Mission Bernal’s emergency department is the first in San Francisco to be geriatric accredited by the American College of Emergency Physicians. This accreditation is awarded to emergency departments that are set up to specifically care for older patients who may have cognitive deficits. Mission Bernal’s emergency department staff are trained to ensure that older patients are directed to the appropriate setting for their specific needs, whether they would benefit most from services provided in an outpatient setting or whether they would be best cared-for in the ACE unit.

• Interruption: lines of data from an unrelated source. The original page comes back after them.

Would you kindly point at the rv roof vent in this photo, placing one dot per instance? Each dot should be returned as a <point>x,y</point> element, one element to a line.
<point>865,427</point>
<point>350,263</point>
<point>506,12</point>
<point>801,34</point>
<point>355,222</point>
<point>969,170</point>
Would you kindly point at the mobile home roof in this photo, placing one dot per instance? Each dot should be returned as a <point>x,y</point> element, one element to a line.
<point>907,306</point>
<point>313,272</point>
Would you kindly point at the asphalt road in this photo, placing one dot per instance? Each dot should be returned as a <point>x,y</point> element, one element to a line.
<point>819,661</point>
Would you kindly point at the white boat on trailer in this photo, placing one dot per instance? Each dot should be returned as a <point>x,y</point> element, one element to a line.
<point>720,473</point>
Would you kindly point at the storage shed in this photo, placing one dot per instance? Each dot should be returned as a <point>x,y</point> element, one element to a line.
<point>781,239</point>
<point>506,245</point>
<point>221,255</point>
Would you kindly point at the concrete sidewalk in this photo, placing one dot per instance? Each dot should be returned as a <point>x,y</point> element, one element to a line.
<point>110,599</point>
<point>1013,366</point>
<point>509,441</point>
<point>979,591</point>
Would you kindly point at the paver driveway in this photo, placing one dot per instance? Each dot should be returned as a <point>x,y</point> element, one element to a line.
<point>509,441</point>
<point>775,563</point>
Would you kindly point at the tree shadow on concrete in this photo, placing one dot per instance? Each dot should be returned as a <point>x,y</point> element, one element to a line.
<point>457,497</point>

Programs Enhance Patient Experience, Reduce Cost of Care

“You wouldn’t want your 8-year-old child to stay on a general medicine floor, you would want them to stay on a pediatrics floor,” said Dr. Zachary. “The same idea applies to older patients who have more chronic medical conditions, sensory deficits, cognitive impairment and may have need for special considerations in regards to medications. This individually-tailored care is what our physicians, staff and Hospital Elder Life Program (HELP) volunteers provide to our ACE unit patients.”

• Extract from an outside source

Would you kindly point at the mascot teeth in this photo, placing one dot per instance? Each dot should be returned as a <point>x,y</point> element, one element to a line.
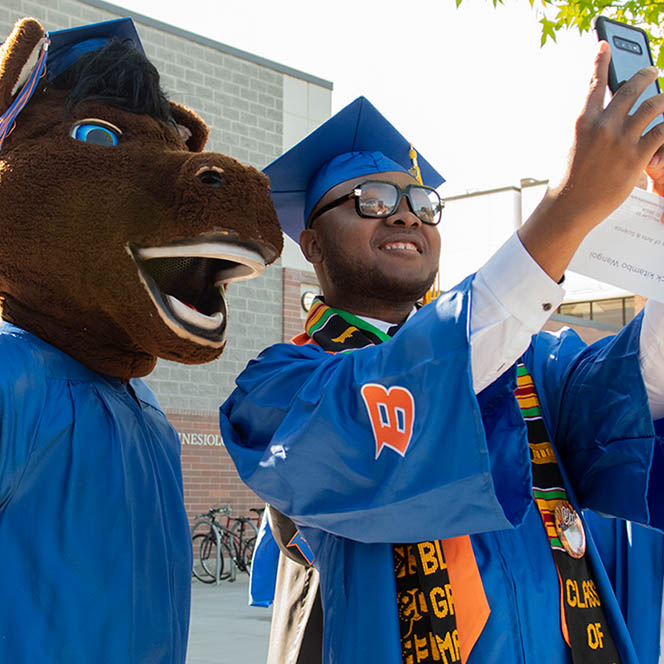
<point>193,317</point>
<point>186,283</point>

At CPMC’s Mission Bernal hospital, ACE unit patients receive tailored support through the HELP program, a comprehensive patient-centered program aimed at decreasing delirium in older hospitalized adults, thereby preserving mental and physical function. Decreasing delirium is important because it carries the same risk of mortality as a heart attack. Mission Bernal’s ACE unit is the only one in California to fully address all six key risk factors for delirium:  hearing impairment, visual impairment, cognitive impairment, functional impairment, having difficulty sleeping and kidney failure due to dehydration.

The cornerstone of the HELP program is deprescribing, which is the planned and supervised process of dose reduction or stopping of medication that might be causing harm, or no longer be of benefit. This starts with normalizing sleep/wake cycles to reduce the risk of delirium in patients. To address sleep/wake cycles, the ACE unit enlists specially trained volunteers to help staff gain insights to motivations that will help mobilize a patient to keep them awake and engaged during the day so that they sleep better at night.  With a better night’s sleep physicians can reduce or eliminate sleep aids and other medications, a step that is shown to lead to fewer complications, fewer falls and a reduced length of stay.

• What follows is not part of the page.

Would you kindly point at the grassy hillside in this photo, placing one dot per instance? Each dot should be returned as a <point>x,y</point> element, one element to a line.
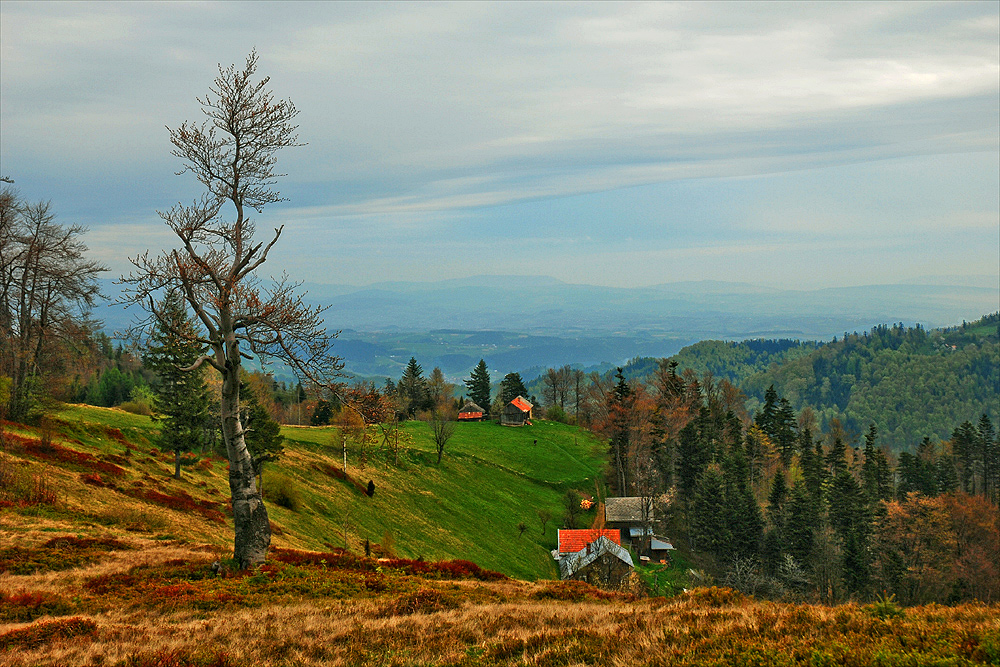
<point>147,605</point>
<point>910,382</point>
<point>107,475</point>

Combined, CPMC Mission Bernal’s HELP program and ACE unit have achieved notable success in the year since the hospital opened in August 2018. So far, length of stay for ACE patients our length of stay is 1.3 days less and our readmission rate is 3% less than standard of care for the older population on non ACE units. With lower length of stay and readmissions, CPMC is safely cutting the cost of care for these fragile patients by over $1 million per year.

By the Numbers

  • The average age of a patient in the ACE unit is 86.
  • Patients age 70 and older can be admitted to the unit for care.
  • The oldest patient to be at the ACE unit was 112 and on the day of discharge this patient walked out of the hospital on their own.
  • More than five percent of patient who are cared for at the ACE unit are 95 year of age or older.